The reversal masquerading as an affirmance comes in State v. Mace.  After Mace finished serving his ten year sentence for some sex offenses, he filed a motion to terminate post-release control.  At issue was the language in the journal entry, "Post release control is part of this prison sentence for the maximum period allowed for the above felony(s) under R.C. 2967.28."  There have been cases where the 8th has found this language sufficient.  There have been cases where the 8th has found that it's not, and that the judge has to specify the length of the PRC period, and whether it's mandatory or discretionary.  Mace comes down on the "not" side, but somehow concludes, "the trial court's judgment is affirmed, but the case is remanded so that the trial court can put forth an entry stating that Mace is not subject to postrelease control."  If it's me, and I'm appealing the denial of a motion to terminate PRC, and the panel sends it back with an instruction telling the judge to terminate PRC, you can call it a reversal, you can call it an affirmance, you can call it Zelda for all I care, that one's going in the W column. 

One that went into the L column for me was State v. SmithWith the increasing number of "cold cases," pre-indictment delay has become a key issue, and it was for Smith, defending against a 13-year-old rape case.  The victim claimed at trial that Smith raped her on a porch while two men held her down, but hadn't mentioned the two men to police who made report, or the nurse who examined her at the hospital, where her mother had taken her. 

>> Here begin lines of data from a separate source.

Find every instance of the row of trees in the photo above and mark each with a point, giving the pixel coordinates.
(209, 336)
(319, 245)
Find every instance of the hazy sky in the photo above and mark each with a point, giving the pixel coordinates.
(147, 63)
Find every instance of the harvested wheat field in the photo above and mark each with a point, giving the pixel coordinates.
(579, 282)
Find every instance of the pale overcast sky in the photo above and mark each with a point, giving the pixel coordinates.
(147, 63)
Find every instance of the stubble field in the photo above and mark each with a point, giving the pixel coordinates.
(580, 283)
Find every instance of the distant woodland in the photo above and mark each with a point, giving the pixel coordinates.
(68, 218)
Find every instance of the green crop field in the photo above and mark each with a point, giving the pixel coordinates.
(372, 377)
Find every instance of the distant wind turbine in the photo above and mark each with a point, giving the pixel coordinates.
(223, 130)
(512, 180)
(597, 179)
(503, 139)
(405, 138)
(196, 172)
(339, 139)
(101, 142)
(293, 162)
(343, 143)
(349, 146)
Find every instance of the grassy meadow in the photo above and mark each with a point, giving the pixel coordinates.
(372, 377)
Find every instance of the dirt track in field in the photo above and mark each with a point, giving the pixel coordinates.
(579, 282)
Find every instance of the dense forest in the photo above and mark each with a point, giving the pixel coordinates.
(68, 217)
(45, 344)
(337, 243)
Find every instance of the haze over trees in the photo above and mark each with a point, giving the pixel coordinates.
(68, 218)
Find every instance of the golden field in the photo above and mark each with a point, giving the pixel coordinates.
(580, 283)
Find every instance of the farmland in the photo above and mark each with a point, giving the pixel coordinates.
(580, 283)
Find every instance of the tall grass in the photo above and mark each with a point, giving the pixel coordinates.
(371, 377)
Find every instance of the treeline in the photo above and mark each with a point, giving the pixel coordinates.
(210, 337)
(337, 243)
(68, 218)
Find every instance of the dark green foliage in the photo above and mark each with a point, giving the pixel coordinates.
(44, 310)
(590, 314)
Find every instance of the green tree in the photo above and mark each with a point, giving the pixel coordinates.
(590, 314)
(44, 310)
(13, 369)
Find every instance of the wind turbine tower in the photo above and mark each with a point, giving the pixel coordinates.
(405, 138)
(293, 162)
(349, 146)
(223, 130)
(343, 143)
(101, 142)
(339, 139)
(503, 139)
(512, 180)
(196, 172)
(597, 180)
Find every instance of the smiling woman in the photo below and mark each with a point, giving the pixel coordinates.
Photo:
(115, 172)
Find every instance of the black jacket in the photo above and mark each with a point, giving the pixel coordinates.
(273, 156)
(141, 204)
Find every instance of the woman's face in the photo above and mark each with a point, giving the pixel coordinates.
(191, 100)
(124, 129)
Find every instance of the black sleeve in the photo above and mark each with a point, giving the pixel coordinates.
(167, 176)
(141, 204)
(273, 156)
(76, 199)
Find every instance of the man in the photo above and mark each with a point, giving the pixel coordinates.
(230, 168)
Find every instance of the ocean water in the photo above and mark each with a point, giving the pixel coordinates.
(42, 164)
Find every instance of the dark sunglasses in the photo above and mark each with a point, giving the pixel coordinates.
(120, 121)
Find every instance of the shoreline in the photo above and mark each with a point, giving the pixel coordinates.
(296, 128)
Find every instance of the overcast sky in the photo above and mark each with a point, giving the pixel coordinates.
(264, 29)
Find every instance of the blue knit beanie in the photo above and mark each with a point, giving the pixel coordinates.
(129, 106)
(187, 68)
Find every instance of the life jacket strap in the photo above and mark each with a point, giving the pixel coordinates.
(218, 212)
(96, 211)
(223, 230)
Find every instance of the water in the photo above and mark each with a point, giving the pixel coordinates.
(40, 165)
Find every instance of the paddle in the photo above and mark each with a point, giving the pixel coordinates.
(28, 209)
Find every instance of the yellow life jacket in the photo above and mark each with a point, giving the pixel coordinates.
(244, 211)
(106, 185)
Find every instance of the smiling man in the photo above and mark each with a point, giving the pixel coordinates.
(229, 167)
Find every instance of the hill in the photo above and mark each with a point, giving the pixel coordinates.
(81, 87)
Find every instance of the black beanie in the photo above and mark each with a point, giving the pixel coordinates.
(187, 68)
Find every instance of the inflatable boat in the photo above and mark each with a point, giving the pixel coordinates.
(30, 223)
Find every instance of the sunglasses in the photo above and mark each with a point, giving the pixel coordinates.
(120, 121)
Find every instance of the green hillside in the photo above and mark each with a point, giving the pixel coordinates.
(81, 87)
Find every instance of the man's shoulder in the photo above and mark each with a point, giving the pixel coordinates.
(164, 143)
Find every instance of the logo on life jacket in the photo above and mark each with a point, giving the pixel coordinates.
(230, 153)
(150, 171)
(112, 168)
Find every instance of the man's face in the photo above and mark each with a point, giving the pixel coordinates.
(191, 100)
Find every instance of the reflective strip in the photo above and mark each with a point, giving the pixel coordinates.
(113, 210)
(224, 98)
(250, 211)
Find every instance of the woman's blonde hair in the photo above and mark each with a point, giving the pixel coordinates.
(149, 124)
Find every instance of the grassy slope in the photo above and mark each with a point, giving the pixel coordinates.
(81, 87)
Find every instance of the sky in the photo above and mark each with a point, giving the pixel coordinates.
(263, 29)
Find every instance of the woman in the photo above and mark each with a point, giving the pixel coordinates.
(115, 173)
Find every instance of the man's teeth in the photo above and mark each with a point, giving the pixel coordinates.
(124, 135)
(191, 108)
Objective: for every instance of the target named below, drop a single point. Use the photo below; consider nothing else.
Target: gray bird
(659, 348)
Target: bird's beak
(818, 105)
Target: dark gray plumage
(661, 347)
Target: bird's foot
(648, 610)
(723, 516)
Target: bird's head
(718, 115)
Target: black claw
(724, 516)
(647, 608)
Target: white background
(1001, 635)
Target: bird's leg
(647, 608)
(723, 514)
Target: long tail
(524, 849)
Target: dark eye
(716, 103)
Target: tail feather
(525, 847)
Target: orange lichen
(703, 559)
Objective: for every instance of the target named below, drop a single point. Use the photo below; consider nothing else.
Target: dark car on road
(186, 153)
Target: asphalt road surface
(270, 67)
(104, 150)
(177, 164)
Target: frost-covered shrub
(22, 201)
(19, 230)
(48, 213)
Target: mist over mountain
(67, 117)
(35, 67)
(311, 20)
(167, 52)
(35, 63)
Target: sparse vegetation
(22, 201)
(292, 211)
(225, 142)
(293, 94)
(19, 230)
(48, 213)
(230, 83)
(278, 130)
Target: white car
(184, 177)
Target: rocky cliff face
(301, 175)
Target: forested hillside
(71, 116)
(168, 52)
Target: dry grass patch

To establish pre-indictment delay, the defendant has to show "actual prejudice."  "I might have found witnesses" and "I don't remember what happened back then" doesn't cut it.  I pointed to three things:  the cop who took the original report, the mother, and the two men were all gone.  That doesn't cut it, either, it turns out.

I don't have much quibble with the result.  The court does a good job pointing out that the discrepancy with the "two men" version had been amply mined by defense counsel at trial.  DNA connected Smith to the woman, so the only defense was consent, and the idea that the mother would have come in and testified, "you know, now that you mention it, she didn't look that raped to me," much less that the two men would have put themselves in the middle of this, is a stretch.  Still, Smith and other decisions on this issue seem to be moving toward the view that "actual prejudice" means the defendant has to provide unequivocal exculpatory evidence which would have exonerated him, and that's going to be a very difficult mountain to climb. 

One of the changes wrought by HB 86 was to add new language to RC 2929.11(A), which sets forth the "overriding purposes of felony sentencing:

The overriding purposes of felony sentencing are to protect the public from future crime by the offender and others and to punish the offender using the minimum sanctions that the court determines accomplish those purposes without imposing an unnecessary burden on state or local government resources.

The emphasized portion used to be in 2929.13, where it was pretty much a dead letter, and it hasn't fared any better since the move.  State v. Wells pounds another nail into the coffin. 

Wells got the maximum sentence after his rape conviction, and the judge ran it consecutive to a one-year sentence on another case.  The panel dismisses Wells' claim that a sentence of this length "places an unnecessary drain on state or government resources," responding tartly, "Appellant does not offer any evidence that the state cannot bear the cost of housing appellant for 12 years as opposed to 10 or some lesser sentence."  I guess that means the only way you win that argument is if you can show that the State will run out of money by year eight or whatever. 

The case still goes back because trial court missed one of the requirements for consecutive sentences:  "While it is clear to this panel that the harm caused to the victim in this case is great and would be demeaned by a lesser sentence, the trial court needs to find this."  I'm guessing the trial court will do just that on the remand.